The answer was to configure the TVP7002 to output new data on the falling edge of the clock using the CLK POL bit in register 0x18 and to clock data into the FPGA on the rising edge. That way there was a whole half-cycle of hold time. Frustratingly however, the VSYNC pulse does not seem to have any guarantee about when it changes and therefore I occasionally do see some hold time errors, this is usually resolved by re-synthesising the bitstream.
Mounting the LCD
With everything working, I needed to fit everything back into the case and put it back in working order. My original plan was to mount the LCD inside the HP where the CRT was previously. However this proved difficult because the CRT was curved in both directions while the LCD was flat. On top of this, putting the LCD inside cut off some of each side of the screen.
My solution then was to mount the LCD on the front of the HP, covering the hole that used to fit the CRT. In order to do this I needed to 3D print a frame to cover the LCD and to protect it from knocks.
I then mounted a piece of MDF inside the HP case to provide a surface on which to attach the frame. The MDF board was mounted on the same bolts as the original CRT so I did not have to modify the original case. Finally a block of MDF was glued to the back of the frame in order to screw everything together.
Initially everything worked, however it soon broke.
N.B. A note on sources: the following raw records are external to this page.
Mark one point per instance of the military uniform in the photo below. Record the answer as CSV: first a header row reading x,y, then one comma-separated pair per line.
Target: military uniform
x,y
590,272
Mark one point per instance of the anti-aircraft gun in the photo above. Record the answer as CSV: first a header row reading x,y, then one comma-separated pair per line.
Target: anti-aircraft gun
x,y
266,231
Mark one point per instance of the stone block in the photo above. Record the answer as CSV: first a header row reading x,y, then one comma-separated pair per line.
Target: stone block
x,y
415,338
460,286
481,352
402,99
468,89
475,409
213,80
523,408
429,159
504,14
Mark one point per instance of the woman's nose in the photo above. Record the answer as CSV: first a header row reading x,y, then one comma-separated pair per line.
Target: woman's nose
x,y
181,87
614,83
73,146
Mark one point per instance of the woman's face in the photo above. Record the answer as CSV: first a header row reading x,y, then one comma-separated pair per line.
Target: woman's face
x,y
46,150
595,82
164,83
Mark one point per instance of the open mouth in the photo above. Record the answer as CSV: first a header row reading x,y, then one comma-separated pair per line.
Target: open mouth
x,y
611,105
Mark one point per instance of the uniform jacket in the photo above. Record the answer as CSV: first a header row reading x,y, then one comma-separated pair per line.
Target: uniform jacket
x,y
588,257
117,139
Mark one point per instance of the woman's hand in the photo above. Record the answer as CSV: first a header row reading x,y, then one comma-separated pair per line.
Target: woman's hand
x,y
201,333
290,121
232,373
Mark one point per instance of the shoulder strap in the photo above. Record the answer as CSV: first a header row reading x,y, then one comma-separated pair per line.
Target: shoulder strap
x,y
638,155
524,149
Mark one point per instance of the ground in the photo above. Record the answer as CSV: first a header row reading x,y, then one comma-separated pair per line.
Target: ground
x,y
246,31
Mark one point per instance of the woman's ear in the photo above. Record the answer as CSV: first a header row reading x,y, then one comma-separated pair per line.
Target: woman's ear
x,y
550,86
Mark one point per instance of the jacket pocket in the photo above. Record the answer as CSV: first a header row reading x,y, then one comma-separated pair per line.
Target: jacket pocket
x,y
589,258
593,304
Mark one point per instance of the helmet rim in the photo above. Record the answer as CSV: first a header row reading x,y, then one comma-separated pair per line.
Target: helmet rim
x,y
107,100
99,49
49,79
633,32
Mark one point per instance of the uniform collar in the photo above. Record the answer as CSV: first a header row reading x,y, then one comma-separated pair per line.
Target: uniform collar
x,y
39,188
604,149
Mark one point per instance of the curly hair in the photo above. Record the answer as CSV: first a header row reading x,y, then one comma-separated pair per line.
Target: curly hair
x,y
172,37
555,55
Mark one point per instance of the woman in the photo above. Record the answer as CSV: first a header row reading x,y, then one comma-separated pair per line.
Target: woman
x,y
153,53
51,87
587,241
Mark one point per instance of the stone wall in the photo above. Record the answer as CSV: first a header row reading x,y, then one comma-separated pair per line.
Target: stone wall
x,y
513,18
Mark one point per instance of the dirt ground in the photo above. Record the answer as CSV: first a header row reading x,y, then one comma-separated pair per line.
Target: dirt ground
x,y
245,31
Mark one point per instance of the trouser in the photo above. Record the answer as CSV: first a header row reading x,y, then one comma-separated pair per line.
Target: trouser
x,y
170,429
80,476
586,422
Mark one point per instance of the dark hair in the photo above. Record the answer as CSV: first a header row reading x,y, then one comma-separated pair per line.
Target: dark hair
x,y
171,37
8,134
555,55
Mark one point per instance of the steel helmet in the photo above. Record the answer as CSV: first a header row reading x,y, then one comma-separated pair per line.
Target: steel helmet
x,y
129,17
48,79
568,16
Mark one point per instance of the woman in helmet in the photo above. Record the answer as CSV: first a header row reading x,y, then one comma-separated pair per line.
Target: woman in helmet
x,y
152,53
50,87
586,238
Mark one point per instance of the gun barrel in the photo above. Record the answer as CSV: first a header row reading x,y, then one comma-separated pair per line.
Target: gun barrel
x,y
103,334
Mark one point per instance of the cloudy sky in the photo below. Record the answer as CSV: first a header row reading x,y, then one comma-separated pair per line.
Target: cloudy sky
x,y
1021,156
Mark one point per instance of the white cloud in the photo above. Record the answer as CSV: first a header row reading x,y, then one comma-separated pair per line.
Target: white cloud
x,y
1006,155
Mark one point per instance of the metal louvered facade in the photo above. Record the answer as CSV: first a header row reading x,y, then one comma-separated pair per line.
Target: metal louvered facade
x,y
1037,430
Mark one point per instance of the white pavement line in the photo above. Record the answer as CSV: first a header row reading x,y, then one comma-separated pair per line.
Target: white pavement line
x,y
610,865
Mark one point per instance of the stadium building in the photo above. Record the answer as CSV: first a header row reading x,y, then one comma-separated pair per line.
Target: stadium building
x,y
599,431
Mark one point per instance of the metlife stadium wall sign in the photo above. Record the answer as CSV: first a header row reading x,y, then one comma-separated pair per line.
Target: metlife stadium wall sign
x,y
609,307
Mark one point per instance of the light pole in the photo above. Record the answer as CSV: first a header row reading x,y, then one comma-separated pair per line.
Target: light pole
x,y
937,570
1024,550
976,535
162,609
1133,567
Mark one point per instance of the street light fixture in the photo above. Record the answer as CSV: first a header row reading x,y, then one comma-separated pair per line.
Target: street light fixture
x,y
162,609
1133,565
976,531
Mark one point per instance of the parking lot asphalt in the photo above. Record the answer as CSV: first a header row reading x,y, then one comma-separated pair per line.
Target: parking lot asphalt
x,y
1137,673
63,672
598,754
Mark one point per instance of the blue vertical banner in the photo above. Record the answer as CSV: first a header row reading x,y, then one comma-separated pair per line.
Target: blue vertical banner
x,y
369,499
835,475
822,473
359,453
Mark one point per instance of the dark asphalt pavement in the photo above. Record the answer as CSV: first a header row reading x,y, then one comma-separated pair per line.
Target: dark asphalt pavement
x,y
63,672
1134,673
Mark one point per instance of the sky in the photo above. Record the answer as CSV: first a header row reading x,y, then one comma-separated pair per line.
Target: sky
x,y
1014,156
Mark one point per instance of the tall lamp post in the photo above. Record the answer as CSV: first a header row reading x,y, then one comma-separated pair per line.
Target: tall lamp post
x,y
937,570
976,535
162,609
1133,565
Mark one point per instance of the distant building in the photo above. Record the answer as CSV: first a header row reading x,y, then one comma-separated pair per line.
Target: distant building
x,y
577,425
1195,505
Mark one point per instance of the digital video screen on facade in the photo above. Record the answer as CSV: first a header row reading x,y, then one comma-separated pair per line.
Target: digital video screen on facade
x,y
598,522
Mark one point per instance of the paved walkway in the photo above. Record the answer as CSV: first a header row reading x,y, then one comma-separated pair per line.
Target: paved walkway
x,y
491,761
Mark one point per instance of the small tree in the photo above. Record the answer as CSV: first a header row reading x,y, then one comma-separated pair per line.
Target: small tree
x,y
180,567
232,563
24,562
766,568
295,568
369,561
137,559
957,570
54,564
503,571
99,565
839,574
It turned out that the screws pulling the two pieces of MDF together caused the plastic frame to bend and the glue holding it together to break. To mitigate this I remade the backing of the cover in 1.5mm aluminium sheet in order to minimise bending. I also used a glue that was intended to have some flex in it and mounted the metal backing to the MDF with countersunk screws instead of glue.
Mounting the PCB
Where the old display electronics used to sit was a detachable metal plate. This conveniently already had mounting holes so I 3D printed a cradle and mounted the electronics.
The power supplied to the board is 12V, however the highest voltage required on the board was 3.3V. In order to step down the voltage I used a linear regulator. While inefficient, the reason I did this was in order to minimise any noise that a switch mode converter may inject backwards into the system, thus degrading the noise floor of the oscilloscope.
With a voltage drop of 8.7V and a current of about 300mA the power dissipated in the TO-220 voltage regulator is around 2.5W. This is way too much to go without heat-sinking. In the prototypes I had used a small clip-on heat-sink and, while it had gotten hot, it was not so hot that it went into thermal shutdown.
Luckily the board was mounted on a large metal plate and I heat-sunk the regulator to this using a mica isolator to isolate the 12V from the metal plate. I was prepared to use thermal paste, however it turned out that this heat-sinking is plenty good enough, especially with the fans, and the device runs almost undetectably above room temperature.
Everything seems to have worked out. After two and a half years I’m happy to put this project to rest and get on with using the HP1662AS as it was intended.